OK. That was the first time. And then there was Mark Rafferty and the book. In Algebra 2, Mark was carrying around a paperback book, a collection of science fiction stories. He’d asked him about it because Mark didn’t read. He could barely spell his own name and only made it to 11th grade because the teachers were so lax. Tim figured that the book must have been loaned to Mark by the Reading teacher, but Mark had said it was his own and said he sure didn’t need a Reading teacher and what had Tim been smoking, anyway. Really weird. Then there was the new AP. Ms.

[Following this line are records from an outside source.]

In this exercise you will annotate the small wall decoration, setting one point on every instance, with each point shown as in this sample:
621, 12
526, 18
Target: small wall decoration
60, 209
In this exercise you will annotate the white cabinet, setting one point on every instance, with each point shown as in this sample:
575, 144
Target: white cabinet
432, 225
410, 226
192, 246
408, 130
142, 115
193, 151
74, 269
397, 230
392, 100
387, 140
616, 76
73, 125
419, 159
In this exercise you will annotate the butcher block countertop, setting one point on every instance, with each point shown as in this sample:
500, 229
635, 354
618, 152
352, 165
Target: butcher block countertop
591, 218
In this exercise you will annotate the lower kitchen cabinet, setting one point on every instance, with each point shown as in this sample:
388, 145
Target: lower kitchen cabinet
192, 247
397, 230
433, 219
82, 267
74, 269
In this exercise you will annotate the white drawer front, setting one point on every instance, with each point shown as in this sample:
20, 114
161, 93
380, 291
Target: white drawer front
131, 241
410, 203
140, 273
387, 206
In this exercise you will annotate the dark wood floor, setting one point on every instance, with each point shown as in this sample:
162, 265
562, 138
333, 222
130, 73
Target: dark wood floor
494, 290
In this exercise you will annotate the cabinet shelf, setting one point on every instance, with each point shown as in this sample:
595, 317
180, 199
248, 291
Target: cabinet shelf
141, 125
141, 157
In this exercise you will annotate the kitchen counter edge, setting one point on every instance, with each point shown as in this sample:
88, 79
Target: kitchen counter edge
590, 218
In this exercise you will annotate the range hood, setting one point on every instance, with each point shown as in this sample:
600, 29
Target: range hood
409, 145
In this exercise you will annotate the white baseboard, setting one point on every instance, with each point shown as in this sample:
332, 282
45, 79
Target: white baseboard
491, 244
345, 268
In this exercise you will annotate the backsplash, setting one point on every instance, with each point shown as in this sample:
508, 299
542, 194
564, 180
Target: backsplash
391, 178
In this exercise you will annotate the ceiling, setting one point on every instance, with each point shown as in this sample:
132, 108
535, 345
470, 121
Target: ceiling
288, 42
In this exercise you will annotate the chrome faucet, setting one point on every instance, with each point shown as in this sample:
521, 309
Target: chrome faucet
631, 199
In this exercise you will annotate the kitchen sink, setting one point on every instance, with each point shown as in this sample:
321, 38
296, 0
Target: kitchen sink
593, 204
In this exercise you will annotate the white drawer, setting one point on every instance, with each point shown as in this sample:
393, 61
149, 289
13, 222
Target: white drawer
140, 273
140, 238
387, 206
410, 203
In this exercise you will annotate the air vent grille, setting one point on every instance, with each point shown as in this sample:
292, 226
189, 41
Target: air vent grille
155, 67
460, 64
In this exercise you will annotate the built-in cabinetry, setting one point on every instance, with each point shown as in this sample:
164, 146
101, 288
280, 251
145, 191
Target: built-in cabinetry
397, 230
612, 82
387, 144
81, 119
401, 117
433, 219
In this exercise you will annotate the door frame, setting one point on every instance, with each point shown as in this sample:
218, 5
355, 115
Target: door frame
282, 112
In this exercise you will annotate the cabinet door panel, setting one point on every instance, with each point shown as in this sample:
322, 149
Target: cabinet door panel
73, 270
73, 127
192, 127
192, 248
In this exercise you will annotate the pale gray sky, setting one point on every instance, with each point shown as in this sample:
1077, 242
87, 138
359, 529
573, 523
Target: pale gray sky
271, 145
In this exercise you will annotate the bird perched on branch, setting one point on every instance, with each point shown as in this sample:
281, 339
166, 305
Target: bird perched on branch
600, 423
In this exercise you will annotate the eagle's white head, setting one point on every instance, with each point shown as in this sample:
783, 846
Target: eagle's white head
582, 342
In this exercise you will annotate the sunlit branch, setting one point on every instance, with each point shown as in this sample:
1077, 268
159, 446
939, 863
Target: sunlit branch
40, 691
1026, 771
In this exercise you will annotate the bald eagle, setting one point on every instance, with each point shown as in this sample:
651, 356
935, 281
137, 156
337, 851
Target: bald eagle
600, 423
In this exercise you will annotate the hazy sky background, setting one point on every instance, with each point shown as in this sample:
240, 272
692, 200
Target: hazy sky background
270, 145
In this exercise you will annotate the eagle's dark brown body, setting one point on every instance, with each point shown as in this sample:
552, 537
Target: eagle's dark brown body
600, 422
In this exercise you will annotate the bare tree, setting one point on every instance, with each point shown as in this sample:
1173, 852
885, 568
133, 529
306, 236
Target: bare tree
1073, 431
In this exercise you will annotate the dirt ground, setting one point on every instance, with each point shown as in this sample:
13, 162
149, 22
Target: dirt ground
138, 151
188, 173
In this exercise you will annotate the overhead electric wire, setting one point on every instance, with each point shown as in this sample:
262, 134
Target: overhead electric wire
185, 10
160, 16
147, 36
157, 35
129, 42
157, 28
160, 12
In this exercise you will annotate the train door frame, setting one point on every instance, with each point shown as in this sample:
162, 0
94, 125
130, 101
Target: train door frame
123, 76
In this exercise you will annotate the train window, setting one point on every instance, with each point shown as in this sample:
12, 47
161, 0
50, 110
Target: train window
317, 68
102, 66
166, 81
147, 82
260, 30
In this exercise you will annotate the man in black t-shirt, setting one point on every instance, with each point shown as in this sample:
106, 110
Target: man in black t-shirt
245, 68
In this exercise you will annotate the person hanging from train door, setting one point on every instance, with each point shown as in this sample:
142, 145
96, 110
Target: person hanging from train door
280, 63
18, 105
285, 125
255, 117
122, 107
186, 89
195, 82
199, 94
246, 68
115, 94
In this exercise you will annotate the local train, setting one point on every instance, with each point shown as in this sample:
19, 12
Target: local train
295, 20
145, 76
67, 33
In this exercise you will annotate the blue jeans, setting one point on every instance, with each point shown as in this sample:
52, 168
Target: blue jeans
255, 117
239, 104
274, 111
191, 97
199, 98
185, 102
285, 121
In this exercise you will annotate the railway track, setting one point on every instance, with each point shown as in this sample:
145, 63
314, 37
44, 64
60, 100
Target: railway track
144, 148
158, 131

Mantle was gone, and in her office, there was a different Assistant Principal—Mr. Jimenez—only the other kids all acted like Tim was crazy and didn’t know who Ms. Mantle was and said that Jimenez had been there all year, and last year too. And then everything was fine–just some weird additions to his EDM files–until the trip to Lowes with his Dad and, the next day, some imposter with blonde hair and a cheerleader look in the place of Laura. Laura . . . his Laura. It was too freaking much. Tim could feel his heart pounding and the tears, wet on his face. Control, he thought. Gotta think. Then, blackness.
_ _ _ _ _
Shares of Neutronix Fall on Update Glitch
By Lori Chiang, Reuters
Shares of gaming giant Neutronix fell sharply on Monday in response to frustration by users over glitches in its update of the popular SimSimile platform. Shortly after the update propagated, users began reporting random pieces of their simulated online worlds that had been previously deleted or modified reverting to previous versions. The experience of Lowell MacManus, of Brighton, was typical. “I had cashed in 3,000 credits to build an observatory in the desert, and when I logged on on Thursday, it was all gone, and there were just these random mounds in its place. like, system-generated stuff.” At press time, Neutronix had taken the entire system down pending modifications to the artificial intelligence program that generates users’ online worlds. Company spokesperson Anjali Chatterjee said that the glitch was “under investigation” and would soon be resolved.